Design Pattern Analysis of Autonomous NPC Data Visualization in Games
Alexander King
Extended Abstract
Non-Player Characters (NPCs) controlled by artificial intelligence (AI) are widely featured in digital games, providing game worlds with adversaries, allies and general inhabitants. However, a small subset of games foreground the use of these autonomous AI agents such that their interactions are the primary focus of gameplay itself. Although the design affordances of NPCs which are able to interact with their world and each other are rich and surprising, there are unique challenges in communicating the complexity of these systems to the player. Though there is a growing body of research into methods of architecting systems of emergent AI actors (Park, 2009), this research has focused on creating interesting interactions for an audience with a high degree of systems literacy. Similarly, much work has been done into methods for creating believable and relatable NPCs (Warpefelt, 2013), but such work is focused on ways NPCs can be made to mimic human interactions, not in how to better express an underlying NPC behavior system.
In Expressive AI : Games and Artificial Intelligence (2003), Mateas explains an interdisciplinary approach for describing the use of AI in ways that are not “purely technical.” (pg. 1). The author brings together terms from “game studies, design practice and technical research” to establish a new vocabulary for analyzing what he calls “Expressive AI”. He describes how AI can be the focus of a game experience, and uses Pac-Man as an extended example of a game where AI agents are the primary driver of gameplay; foregrounding AI agents, in particular their behavioral interactions, can open up novel design spaces. A design pattern analysis is proposed to better understand best practices for games which foreground NPCs in this way. The purpose here is to promote better player understanding of these underlying models of behavioral interactions. The challenges of making believable NPCs in a social simulation is not “strictly an AI challenge” (Khandaker-Kokoris, 2015), but also a challenge of design. Because one of the primary challenges facing complex social simulations is providing feedback to the player, which is difficult “when what you’re communicating are thoughts and feelings” (2015).
From the existing body of research, we can see established traditions for examining NPC-Player dynamics, emergent and expressive AI, and gameplay data visualizations, all of which are separately exploring many of the same underlying questions.
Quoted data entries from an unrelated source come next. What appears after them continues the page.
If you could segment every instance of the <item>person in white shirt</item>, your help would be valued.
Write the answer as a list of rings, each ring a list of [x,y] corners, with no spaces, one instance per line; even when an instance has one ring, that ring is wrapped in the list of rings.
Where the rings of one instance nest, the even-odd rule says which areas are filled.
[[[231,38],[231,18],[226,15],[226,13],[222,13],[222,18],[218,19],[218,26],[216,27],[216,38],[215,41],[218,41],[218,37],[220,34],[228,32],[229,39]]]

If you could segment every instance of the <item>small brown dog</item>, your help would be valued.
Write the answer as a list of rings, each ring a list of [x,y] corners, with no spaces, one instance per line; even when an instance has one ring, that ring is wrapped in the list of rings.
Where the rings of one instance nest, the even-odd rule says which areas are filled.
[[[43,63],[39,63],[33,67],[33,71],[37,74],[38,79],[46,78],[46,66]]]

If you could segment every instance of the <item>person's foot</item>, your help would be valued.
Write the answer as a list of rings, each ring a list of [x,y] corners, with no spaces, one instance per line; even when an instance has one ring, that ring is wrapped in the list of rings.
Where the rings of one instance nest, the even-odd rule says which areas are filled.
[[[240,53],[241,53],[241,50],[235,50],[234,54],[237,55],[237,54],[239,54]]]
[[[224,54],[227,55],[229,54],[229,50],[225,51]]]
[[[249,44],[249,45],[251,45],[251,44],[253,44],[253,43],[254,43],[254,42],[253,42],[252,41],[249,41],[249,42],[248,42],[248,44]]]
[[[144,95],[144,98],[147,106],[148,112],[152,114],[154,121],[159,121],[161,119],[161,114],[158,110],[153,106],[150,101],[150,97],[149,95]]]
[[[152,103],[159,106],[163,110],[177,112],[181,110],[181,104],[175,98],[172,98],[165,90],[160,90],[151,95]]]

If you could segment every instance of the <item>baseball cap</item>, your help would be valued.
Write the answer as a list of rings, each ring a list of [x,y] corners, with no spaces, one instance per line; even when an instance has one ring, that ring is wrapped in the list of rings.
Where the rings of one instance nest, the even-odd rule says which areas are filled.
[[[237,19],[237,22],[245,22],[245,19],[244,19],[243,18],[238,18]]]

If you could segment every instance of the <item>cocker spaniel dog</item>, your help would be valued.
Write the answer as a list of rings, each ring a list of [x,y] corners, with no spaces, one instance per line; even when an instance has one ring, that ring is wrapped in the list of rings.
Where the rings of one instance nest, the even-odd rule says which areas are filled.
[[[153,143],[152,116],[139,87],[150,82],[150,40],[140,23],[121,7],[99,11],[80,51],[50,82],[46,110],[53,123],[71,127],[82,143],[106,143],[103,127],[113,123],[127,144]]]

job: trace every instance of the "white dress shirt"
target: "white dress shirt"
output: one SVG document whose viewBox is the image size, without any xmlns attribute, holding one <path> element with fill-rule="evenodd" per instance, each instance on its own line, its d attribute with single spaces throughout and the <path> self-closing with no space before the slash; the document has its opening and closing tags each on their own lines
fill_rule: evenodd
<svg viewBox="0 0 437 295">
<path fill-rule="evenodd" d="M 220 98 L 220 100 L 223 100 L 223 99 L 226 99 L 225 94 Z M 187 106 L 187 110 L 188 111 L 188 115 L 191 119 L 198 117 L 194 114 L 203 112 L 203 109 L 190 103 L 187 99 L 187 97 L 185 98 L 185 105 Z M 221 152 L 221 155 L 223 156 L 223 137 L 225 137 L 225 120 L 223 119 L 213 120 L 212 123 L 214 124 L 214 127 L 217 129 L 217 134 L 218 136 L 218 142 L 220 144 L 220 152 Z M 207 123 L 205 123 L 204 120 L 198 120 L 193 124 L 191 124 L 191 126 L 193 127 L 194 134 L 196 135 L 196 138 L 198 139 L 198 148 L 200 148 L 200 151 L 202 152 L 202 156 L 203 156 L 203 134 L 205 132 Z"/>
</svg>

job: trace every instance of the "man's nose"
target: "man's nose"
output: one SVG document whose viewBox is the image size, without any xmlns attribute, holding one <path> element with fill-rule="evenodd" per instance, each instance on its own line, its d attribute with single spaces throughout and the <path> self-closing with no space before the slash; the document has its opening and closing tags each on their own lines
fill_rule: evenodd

Thus, the question to be investigated is: Games which foreground AI are designed to provide opportunities for spontaneous & lifelike interactions with and between autonomous NPCs. How can these games communicate the inner workings of these NPCs and relationships to the player without overwhelming them in details, or providing so little detail that they seem random? Any single approach is insufficient to answer these questions, an interdisciplinary and empirically based approach is proposed to answer this question. This will help advance understanding of one of the intractable problems of AI design in games.
A content analysis based approach is proposed that draws simultaneously from artificial intelligence research, character believability analyses, and data visualization, in order to identify common problems and best practices amongst extant digital games which foreground NPCs.